Additionally, kids express their emotions by using anything they can set their grip on, including objects, their hands, and even dirt and sticks.
Individuals are based primarily on what they encounter daily, ranging from delight to terror to frustration or just plain stupidity.
Watching them play, you can learn more about their developing personalities and how their young minds function.
The Establishment Of Personal Boundaries
Your child’s interactions with others will differ from how he interacts with you. He will now start to feel what he can and cannot do because he has entered an unfamiliar area.

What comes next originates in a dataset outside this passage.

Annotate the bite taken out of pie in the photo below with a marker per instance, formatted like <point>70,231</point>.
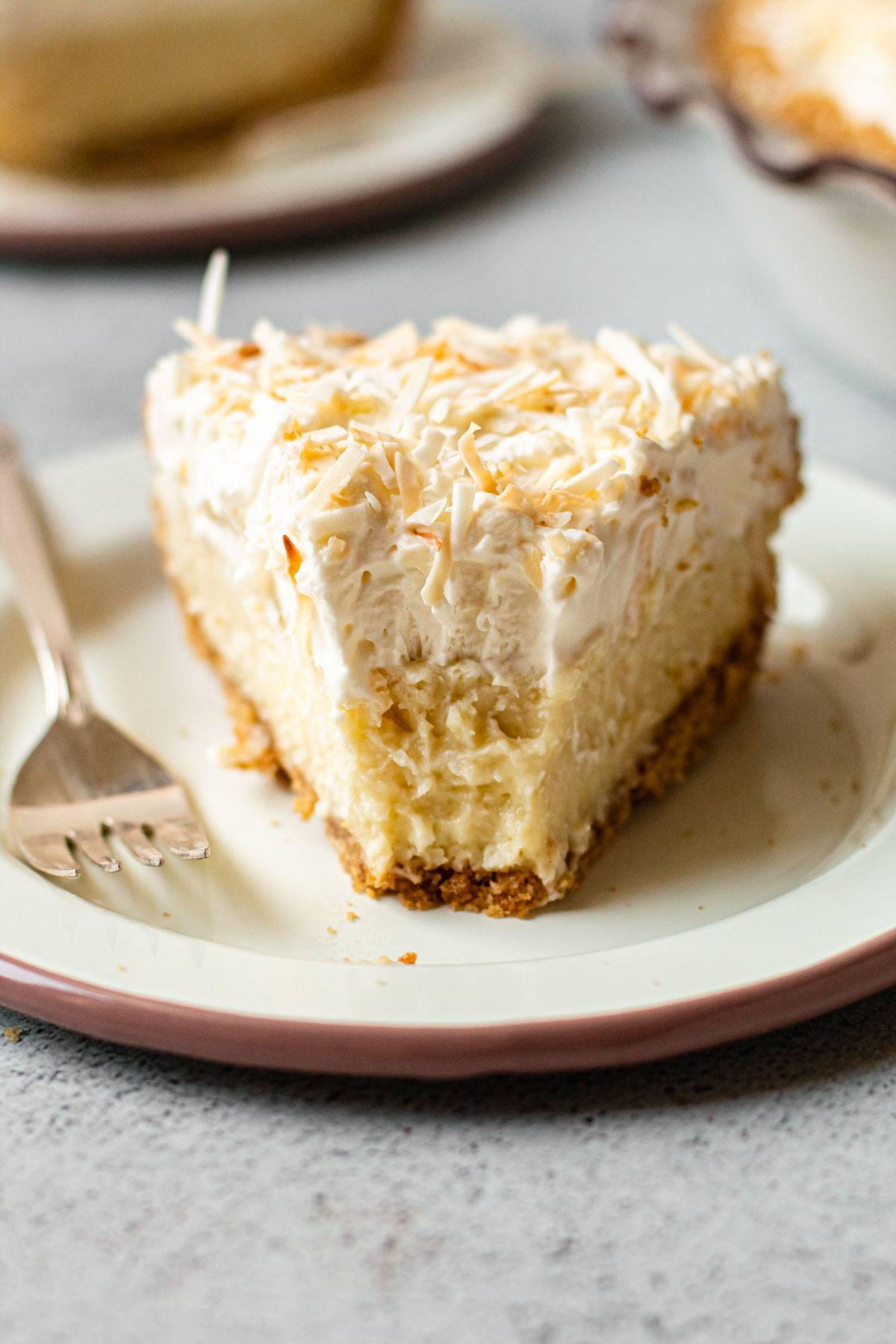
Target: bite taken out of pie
<point>473,593</point>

He might enjoy pulling your hair, but pulling someone’s hair on the floor is not pleasurable for him. All you can do to help your youngster learn what’s appropriate and what’s not is to handle anyone who grabs his ball for play and throws tantrums.
Learning To Share
At this age, don’t expect your kids to play quietly without ever glancing at the toys of their peers. When children learn to assert themselves, their mental growth leaps. Help kids realize that toys can be securely shared without the worry of being taken away.
Due to their limited understanding of sharing, toddlers are naturally protective of their possessions. You can practice sharing with them at home, but be reassured if they become unhappy if their partner takes their toy.
How to Encourage Parallel Play Among Kids?
The next task for you as a parent would be encouraging and successfully implementing parallel play in your child.
- Start gently by allowing the children to play next to one another rather than with one another. Everyone should bring their own toys to play with.
- Ensure that kids have enough toys. Try planning simpler games and crafts where there is less likelihood of comparing play quantity or quality, including picture books and clay molds.
- Having conversations with your child helps them develop their communication skills, especially in the early years of life.
- Ensure that the parallel plays take place in a comfortable setting without many kids or people roaming about.
- If kids have begun to play together, educate them to trade toys and watch them do it. Another option is to make interest-based references to both items and attempt to group them.
- Even if the kids aren’t talking to each other, the kids need to be in the same room for the parallel play to be successful. They’ll talk and start to build a connection eventually.
Youngsters progressively learn how to interact with other kids and begin to do so. This could provide a particularly difficult issue for youngsters who are autistic or have special needs.
Your youngster can learn the foundations of social interaction through parallel play. The fact that your kid is playing alongside other kids rather than interacting with them at first may seem a little strange.
However, he will begin watching and acquiring new abilities, languages, and other behavioral traits. You can arrange for your child to go on playdates with kids their age to help achieve this goal.